Ben was crying. “They won’t understand. Sometimes I just wish to end it all.”
“You are depressed, get help,” I say. “Show your parents this column. They love you. They give you everything. You love them. When you become a parent yourself, you will understand the pressures they are facing. But this vicious cycle would end with you. Promise me to love your children unconditionally. Do not spoil them, but guide them to do well. But never equate love with achievement.”
This is my biggest problem in the article. It’s unsympathetic to everything Ben has been saying. Ben is not heard, his cries falling on deaf ears of defending this kind of parenting style through our warping of Western media or using history of poverty for the pain we experience.
Most of the time, these defenses to do not ring true to a child raised this cutthroat. Please, listen, Ben here is already suicidal. Here he’s told that’s invalid, that his feeling of loss of love isn’t real. That he too, will understand that this pain will go away.
Miss Lee-Chua, what becomes of this is that love is seen as the lack of encouragement, that nagging and yelling and humiliation is the equivalent of a privileged childhood because it pushes you to do better. It’s telling us, this generation treated that way, can break this cycle. I hope we can, but it’s also telling us we can’t do anything about how we were raised. It feels that you’ve asked us to give up on ourselves. Some of us are not parents yet! Many of us definitely do not want to raise our potential children this way, but right now we already understand what’s happening to us. It’s telling us we should accept what has happened to us and just move on and don’t do it in turn. What of our pain, our sadness, our anxieties, and nightmares? It’s completely bullshit that the pressures I will face and have faced will be burdened by my children.

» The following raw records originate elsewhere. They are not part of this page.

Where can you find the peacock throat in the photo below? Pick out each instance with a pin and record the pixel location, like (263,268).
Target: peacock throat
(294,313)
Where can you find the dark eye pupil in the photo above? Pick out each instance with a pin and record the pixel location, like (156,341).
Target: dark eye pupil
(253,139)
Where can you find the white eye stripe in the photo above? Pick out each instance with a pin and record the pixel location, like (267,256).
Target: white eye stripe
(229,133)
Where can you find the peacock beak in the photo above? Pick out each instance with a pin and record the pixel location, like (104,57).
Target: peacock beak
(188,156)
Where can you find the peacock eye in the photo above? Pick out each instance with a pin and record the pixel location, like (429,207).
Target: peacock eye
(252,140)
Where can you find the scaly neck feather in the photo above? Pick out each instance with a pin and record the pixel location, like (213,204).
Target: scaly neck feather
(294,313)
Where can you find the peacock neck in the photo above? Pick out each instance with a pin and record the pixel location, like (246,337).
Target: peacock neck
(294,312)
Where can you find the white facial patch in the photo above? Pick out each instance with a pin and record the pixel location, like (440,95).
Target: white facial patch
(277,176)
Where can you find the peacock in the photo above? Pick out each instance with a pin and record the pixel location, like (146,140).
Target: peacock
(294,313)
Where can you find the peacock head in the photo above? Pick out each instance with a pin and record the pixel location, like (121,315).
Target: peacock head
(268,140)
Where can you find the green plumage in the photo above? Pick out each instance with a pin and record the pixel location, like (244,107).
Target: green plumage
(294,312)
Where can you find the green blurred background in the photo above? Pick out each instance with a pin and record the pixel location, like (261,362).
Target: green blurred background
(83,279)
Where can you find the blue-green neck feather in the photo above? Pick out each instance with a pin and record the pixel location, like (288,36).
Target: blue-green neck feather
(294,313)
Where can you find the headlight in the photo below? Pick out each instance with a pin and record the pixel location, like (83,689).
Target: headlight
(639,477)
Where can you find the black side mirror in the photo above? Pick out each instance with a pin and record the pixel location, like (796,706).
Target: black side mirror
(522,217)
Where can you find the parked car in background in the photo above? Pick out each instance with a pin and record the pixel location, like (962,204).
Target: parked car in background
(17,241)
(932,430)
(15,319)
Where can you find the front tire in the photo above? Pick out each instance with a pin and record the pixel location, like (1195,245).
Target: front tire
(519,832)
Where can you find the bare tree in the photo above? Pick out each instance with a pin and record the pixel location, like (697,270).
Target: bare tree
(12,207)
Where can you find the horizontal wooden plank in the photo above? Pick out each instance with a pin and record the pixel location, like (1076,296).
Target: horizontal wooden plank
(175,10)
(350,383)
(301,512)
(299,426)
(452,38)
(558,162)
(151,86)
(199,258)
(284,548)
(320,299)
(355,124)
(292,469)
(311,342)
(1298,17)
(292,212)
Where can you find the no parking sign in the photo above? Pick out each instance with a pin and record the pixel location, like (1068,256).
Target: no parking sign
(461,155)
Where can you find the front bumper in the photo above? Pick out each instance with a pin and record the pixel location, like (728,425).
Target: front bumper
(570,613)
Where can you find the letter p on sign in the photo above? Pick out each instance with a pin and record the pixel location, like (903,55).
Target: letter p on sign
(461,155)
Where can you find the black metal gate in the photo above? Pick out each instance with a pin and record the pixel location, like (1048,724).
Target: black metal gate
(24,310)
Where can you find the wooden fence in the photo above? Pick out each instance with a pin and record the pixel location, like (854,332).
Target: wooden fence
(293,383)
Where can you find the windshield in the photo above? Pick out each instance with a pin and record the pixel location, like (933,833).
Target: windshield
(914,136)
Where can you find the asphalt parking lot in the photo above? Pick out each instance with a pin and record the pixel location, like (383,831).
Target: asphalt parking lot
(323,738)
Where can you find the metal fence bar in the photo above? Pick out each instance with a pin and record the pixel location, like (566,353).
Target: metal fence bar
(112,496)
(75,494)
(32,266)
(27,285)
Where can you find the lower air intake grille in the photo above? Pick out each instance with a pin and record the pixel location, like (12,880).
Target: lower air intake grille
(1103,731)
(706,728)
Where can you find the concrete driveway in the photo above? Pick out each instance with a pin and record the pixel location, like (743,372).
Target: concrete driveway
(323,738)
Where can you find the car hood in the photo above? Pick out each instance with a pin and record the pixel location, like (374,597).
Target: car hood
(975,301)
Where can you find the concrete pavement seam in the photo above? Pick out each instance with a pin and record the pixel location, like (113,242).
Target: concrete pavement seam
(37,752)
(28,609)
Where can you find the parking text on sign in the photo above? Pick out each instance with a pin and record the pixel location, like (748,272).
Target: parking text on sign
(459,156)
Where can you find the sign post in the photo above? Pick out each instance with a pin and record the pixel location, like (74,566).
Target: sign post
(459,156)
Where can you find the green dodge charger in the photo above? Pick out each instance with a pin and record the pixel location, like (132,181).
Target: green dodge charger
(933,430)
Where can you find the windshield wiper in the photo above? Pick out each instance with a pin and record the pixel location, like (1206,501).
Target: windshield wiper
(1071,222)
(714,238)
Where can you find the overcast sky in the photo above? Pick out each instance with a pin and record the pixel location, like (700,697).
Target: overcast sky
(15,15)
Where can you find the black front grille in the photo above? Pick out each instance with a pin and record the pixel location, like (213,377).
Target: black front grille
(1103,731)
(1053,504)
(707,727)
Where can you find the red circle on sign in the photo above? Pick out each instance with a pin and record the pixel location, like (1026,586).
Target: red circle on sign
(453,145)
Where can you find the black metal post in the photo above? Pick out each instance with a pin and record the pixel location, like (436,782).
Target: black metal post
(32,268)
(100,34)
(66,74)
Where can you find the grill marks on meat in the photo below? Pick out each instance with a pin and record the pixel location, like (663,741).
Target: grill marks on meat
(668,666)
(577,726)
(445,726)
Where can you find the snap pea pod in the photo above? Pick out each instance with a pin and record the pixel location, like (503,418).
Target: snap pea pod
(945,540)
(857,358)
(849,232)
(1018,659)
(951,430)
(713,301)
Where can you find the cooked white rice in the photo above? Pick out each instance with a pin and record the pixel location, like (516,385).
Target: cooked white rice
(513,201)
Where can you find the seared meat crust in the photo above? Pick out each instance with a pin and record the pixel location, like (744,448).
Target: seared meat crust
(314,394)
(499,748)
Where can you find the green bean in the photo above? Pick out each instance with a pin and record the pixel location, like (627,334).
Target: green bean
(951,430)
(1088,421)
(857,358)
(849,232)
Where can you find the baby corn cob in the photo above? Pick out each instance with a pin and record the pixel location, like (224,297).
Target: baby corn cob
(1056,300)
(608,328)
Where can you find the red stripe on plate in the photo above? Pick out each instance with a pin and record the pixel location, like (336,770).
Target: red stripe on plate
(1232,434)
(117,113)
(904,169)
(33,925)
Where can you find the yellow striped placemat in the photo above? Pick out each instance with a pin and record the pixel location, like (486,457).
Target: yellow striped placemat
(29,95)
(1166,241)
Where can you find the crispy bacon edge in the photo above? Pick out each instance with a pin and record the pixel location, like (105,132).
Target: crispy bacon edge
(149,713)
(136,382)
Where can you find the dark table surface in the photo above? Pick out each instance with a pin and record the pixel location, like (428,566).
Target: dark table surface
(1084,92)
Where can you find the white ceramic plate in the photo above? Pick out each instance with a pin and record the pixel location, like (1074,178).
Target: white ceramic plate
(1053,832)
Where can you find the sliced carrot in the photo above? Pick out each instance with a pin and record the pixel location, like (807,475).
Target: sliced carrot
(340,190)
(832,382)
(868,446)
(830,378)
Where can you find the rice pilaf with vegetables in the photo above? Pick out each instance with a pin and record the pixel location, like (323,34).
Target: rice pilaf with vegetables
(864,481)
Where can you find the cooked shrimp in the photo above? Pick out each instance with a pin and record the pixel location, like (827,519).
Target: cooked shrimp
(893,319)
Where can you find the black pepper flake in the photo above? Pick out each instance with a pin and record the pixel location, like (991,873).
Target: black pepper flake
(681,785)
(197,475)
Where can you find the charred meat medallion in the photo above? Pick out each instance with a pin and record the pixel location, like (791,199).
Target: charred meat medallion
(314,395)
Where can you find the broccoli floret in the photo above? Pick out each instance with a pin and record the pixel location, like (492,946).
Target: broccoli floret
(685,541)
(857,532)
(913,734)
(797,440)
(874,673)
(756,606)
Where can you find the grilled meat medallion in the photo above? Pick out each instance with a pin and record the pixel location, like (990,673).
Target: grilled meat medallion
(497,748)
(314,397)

Ben has already told you he is suicidal. So many of us have become this way. It’s not that simple to go look for help.
You say our parents love us, but you’re also telling us we should’ve known that through the abuse they doled out. If that is the criteria then I have felt love all my life, but otherwise I have never felt to have been cared for at all. I had all the things I needed to live, but never the one thing I needed to know I was supposed to be alive in the first place. You rebut Ben and his tears with ideals of hope his parents will understand. The very mentality you endorse will never understand, because if they did, Ben’s fear and helplessness would not exist.